Akhir dari romansa SMP-ku hanya bisa
digambarkan sebagai ‘malapetaka’.
Ini bukan manga shoujo yang
dimaksudkan untuk menyenangkan anak-anak. Hanya butuh sedikit waktu sebelum
kami bangun dan menyadari kenyataan. Dan setelah itu, kami pun putus
seolah-olah tidak terjadi apa-apa. Pria itu dan aku tidak bisa menghindari
nasib yang seperti itu.
Orang tua kami kemudian menikah lagi,
dan kami menjadi saudara tiri dan tinggal di bawah atap yang sama.
Mereka mengatakan kalau hidup tidak
selalu berjalan mulus, tetapi bencana seperti itu bukanlah sesuatu yang umumnya
terjadi. Itu pasti Dewa bajingan yang menjebak kami, itu pasti.
Jebakan yang dipasang oleh Dewa.
Dengan kata lain, takdir.
Hari-hari di mana aku akrab dengan
pria itu telah kubuang dari pikiranku ke tempat sampah, tapi aku harus mengakui
bahwa pikiranku masih memiliki beberapa kenangan yang tak bisa dihapus, seperti
lumut yang tak bisa dibersihkan di pemandian.

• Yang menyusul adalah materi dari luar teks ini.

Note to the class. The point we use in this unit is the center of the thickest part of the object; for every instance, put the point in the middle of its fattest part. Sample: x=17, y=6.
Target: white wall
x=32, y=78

Aku pikir itu terjadi di antara tahun
kedua dan ketiga kami— pada saat
liburan musim semi.
Aku diundang ke rumah pria itu.
Ayahku tidak ada di rumah sekarang.
Dan dengan begitu, dia langsung ke intinya
dengan suara malu. Aku bodoh pada saat itu, dan hal yang pertama kupikirkan
adalah.
Akhirnya telah tiba.
Kami sudah berkencan, kami sudah
berciuman, jadi apa selanjutnya?...itulah yang dipikirkan setiap gadis SMP. Bukannya
aku cabul. Serius.
Sepertinya ini sering dibicarakan di
antara para gadis, yang kadang-kadang aku dengar. Lagipula, kami baru saja
memulai pertempuran kami melawan menstruasi yang menakutkan. Disini ada jarak
antara kami dan para bajingan yang hanya melongo melihat foto-foto di internet
dan mengoceh.
Aku mempersiapkan diriku. Aku akhirnya
akan mengalami apa yang ada di buku. Antisipasi dan kegelisahanku adalah dengan
rasio 3:7. Itu adalah pertama kalinya aku memasuki kamar pacarku, rasanya
seperti jika akan merantau ke ibukota.
Aku merantau ke ibu kota.
Itu adalah cara yang bodoh untuk
mengungkapkan perasaanku ketika aku pergi ke tempat pacarku, dan juga
menjelaskan tekad yang aku miliki—malam
sebelumnya, aku mencari di internet tentang ‘hal-hal yang perlu diketahui
sebelum pengalaman pertama’, dan pada dasarnya mencari dimana-mana, tanpa
meninggalkan satu pun batu terlewat. Bahkan aku berlatih cara membuat *suara.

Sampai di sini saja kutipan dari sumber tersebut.